From “Reactivating Memories During Sleep: Memory Rehearsal During Sleep Can Make a Big Difference in Remembering Later” (Science Daily, April 13, 2013):
“Why do some memories last a lifetime while others disappear quickly? A new study suggests that memories rehearsed, during either sleep or waking, can have an impact on memory consolidation and on what is remembered later.
The new Northwestern University study shows that when the information that makes up a memory has a high value (associated with, for example, making more money), the memory is more likely to be rehearsed and consolidated during sleep and, thus, be remembered later.

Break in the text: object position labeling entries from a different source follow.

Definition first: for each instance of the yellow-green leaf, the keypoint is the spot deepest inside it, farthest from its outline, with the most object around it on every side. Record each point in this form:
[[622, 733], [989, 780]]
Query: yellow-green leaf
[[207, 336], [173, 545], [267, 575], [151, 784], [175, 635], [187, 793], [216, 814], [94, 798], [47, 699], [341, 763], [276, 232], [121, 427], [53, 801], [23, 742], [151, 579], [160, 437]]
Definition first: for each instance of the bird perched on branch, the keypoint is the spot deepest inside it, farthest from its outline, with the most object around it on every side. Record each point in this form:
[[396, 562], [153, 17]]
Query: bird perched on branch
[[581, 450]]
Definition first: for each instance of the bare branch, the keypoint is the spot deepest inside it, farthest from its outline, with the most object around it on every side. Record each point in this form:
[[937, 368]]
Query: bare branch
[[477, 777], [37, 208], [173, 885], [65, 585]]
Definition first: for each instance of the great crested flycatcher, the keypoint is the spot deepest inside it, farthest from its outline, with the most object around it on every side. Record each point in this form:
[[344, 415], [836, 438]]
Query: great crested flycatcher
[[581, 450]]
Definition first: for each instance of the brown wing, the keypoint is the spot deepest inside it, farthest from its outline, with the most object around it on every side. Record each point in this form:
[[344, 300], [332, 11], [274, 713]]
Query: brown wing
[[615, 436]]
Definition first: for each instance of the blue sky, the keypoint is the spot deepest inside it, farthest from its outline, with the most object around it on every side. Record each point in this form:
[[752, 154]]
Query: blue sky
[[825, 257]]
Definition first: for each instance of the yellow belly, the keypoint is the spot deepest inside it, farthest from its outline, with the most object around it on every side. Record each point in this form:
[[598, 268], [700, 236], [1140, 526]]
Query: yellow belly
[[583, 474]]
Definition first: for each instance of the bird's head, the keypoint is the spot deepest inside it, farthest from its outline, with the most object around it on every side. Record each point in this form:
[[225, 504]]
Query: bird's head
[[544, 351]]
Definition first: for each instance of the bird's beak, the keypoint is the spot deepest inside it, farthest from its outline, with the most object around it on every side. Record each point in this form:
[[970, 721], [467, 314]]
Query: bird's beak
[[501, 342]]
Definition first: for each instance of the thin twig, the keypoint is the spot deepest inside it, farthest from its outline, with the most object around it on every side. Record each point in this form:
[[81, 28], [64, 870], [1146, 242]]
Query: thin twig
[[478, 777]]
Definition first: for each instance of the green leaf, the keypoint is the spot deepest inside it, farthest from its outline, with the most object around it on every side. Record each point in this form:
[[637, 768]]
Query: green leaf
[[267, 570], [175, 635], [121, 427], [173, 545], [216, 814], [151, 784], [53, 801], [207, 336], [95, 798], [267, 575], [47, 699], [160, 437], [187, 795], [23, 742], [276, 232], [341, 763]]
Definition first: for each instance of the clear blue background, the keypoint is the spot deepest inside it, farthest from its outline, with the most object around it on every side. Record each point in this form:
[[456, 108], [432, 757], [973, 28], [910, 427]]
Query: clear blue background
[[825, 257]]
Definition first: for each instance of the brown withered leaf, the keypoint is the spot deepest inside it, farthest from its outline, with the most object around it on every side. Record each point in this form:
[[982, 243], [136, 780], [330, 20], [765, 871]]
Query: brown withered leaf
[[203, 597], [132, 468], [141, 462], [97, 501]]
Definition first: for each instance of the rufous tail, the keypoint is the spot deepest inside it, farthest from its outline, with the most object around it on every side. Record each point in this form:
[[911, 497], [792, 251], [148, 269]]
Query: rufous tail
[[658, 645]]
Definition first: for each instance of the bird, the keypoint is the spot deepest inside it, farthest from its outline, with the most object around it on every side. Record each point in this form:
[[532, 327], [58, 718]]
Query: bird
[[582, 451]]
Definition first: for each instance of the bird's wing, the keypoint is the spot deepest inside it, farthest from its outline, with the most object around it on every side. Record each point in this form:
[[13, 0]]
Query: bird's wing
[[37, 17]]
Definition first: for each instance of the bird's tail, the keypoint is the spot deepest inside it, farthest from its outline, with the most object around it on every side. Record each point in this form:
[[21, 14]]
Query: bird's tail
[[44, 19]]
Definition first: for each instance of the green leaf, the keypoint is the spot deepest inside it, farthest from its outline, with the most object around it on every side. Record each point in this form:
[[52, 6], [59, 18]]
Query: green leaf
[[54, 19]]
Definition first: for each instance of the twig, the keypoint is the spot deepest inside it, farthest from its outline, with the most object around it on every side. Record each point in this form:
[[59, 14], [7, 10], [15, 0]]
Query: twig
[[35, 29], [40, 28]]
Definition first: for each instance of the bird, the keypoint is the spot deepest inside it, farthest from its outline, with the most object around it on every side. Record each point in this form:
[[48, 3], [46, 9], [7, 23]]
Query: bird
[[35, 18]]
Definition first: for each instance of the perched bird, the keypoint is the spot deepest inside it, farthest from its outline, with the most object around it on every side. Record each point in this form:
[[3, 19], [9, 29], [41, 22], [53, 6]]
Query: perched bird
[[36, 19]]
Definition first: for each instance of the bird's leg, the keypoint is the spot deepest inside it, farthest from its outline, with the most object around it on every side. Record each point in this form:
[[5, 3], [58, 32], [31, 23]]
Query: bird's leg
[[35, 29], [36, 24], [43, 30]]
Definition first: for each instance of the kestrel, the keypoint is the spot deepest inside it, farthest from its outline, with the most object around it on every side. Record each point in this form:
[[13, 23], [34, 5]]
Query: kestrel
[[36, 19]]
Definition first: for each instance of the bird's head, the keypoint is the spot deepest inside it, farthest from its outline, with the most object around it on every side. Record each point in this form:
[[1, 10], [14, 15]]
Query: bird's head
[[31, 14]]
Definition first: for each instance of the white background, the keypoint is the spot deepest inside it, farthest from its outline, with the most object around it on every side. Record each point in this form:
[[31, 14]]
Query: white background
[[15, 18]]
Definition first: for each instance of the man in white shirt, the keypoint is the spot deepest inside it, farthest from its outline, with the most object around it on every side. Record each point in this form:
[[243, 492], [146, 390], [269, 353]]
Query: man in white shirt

Also, through the use of a direct manipulation of sleep, the research demonstrated a way to encourage the reactivation of low-value memories so they too were remembered later.”
. . .
“‘The research poses provocative implications about the role memory reactivation during sleep could play in improving memory storage,’ said [Dr. Ken] Paller, director of the Cognitive Neuroscience Program at Northwestern. ‘Whatever makes you rehearse during sleep is going to determine what you remember later, and conversely, what you’re going to forget.'”
Read the entire article here.
Your Pages . . .
1. What memories have come to you on waking because you dreamed about them?
2. Has a sound you heard subconsciously in sleep ever triggered a dream-memory that you recalled in the morning?
3. How might you use knowledge of what this study reveals as an aid to your memoir writing?